A man with a cane sits next to a table of hats and face masks for sale in Bushwick.

A woman leans into another woman — perhaps to give a peck on the cheek, or to share a secret, under the elevated JMZ train.

Three small children hold hands as a fourth older child plays on his phone.

These are just some of the poetic photographs in Andre D. Wagner’s street portraiture, which he uses as a visual language to explore the American sociopolitical landscape in the 21st century.

For this documentation, the Bushwick-based street photographer has been awarded a grant of $25,000 from the Gordon Parks Foundation Fellowship to build on his body of work and utilize photography as a medium for examining themes of representation, social justice and community.

Untitled, Bushwick, Brooklyn, 2017 . Photo: Andre D. Wagner.

Untitled, Bushwick, Brooklyn, 2017. Photo: Andre D. Wagner.

The fellowship program, which was established in 2017, champions “individuals who are advancing Parks’ vision for social change through the arts and humanities.” The Foundation also named textile artist Bisa Butler and author and curator Nicole R. Fleetwood as its 2022 fellowship recipients. 

Andre D. Wagner. Photo: courtesy of Ike Edeani.
Andre D. Wagner. Photo: courtesy of Ike Edeani.

“Since my first encounter with Parks’s autobiography in 2010, I’ve considered myself a student of his work,” Wagner said.

Parks was a prolific and critically acclaimed photographer of the 20th century with a deep commitment to civil rights and social justice. Parks was also a distinguished composer, author and filmmaker.

“Over a decade later, I am honored to be awarded this fellowship by the Gordon Parks Foundation, which will provide me with the opportunity and resources to cultivate my own voice as an artist and photographer.”

Wagner, originally from Omaha, moved to Bushwick in 2011. His photos of the neighborhood and beyond, which have a uniquely fluid and authentically intimate quality, are shot entirely in black and white film. The images he produces often document today’s youth culture, the gentrification of his neighborhood, and explore themes of race, class and community in Brooklyn.

Wagner’s work includes a book of city photography called New City, Old Blues, published in 2020. The title originally referred to the racism he experienced coming from Nebraska to New York, but at the onset of the pandemic, the title took on a new meaning.

Wagner also shot exclusive, key images of the 2019 movie Queen and Slim, starring Lena Waithe.

This year’s fellowship announcement holds special significance with the addition of a fellowship honoring Genevieve Young, the former wife of Gordon Parks.
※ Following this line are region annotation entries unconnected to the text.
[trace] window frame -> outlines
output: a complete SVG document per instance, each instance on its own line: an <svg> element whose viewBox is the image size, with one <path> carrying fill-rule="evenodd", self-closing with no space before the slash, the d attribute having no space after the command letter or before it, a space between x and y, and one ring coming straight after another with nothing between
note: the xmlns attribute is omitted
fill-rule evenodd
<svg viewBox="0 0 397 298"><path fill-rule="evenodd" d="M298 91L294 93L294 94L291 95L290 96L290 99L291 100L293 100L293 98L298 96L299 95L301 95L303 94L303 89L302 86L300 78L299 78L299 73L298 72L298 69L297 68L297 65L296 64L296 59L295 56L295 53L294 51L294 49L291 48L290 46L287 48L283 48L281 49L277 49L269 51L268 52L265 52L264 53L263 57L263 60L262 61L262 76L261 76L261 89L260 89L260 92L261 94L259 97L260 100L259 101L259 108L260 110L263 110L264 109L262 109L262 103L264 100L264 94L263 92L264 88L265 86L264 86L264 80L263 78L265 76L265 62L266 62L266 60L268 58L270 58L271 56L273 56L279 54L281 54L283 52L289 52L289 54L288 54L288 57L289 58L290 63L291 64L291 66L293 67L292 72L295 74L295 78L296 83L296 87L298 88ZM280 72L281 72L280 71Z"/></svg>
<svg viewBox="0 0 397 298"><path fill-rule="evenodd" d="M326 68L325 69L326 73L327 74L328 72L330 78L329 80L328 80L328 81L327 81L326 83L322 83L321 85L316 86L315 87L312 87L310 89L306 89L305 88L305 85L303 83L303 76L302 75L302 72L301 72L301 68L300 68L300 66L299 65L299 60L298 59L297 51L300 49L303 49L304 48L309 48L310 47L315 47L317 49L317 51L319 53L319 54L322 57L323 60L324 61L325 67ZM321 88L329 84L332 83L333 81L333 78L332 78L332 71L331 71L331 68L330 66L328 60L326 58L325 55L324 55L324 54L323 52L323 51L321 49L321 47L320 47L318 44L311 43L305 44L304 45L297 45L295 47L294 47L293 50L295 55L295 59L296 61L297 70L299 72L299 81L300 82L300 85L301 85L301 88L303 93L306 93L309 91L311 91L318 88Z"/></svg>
Young, who was a celebrated book editor and member of the Foundation’s board, passed away in 2020.

Nicole R. Fleetwood. Photo: provided.
Nicole R. Fleetwood. Photo: provided.

Fleetwood is the inaugural writing fellow and, in addition to being a writer, is a curator and a professor of Media, Culture, and Communication at New York University. Fleetwood’s research and writing have focused on representations of Blackness in art, performance and popular culture.

“We are proud to support the work of Bisa, Andre, and Nicole, who each carry Parks’s legacy forward through work that is innovative, inspirational, and critical at this moment,” Peter W. Kunhardt, Jr., executive director of The Gordon Parks Foundation, said.
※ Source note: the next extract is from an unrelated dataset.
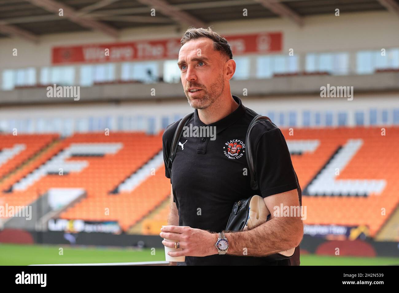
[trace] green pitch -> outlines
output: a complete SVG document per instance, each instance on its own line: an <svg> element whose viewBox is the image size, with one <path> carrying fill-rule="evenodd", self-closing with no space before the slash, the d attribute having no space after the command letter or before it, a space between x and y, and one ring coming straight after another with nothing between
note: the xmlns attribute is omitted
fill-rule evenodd
<svg viewBox="0 0 399 293"><path fill-rule="evenodd" d="M60 248L63 254L60 254ZM0 265L26 265L46 264L91 264L165 260L163 248L155 254L150 249L71 247L67 246L27 245L0 243ZM399 258L301 256L301 265L399 265Z"/></svg>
“As we welcome the 2022 fellows and recognize their important work, we also reflect on the pioneering contributions of Genevieve Young, whose accomplishments in publishing and unwavering commitment to Gordon Parks’s legacy continue to resonate.” 

The fellowships culminate in an exhibition for both Wagner and Butler at the Gordon Parks Foundation Gallery in Pleasantville, New York.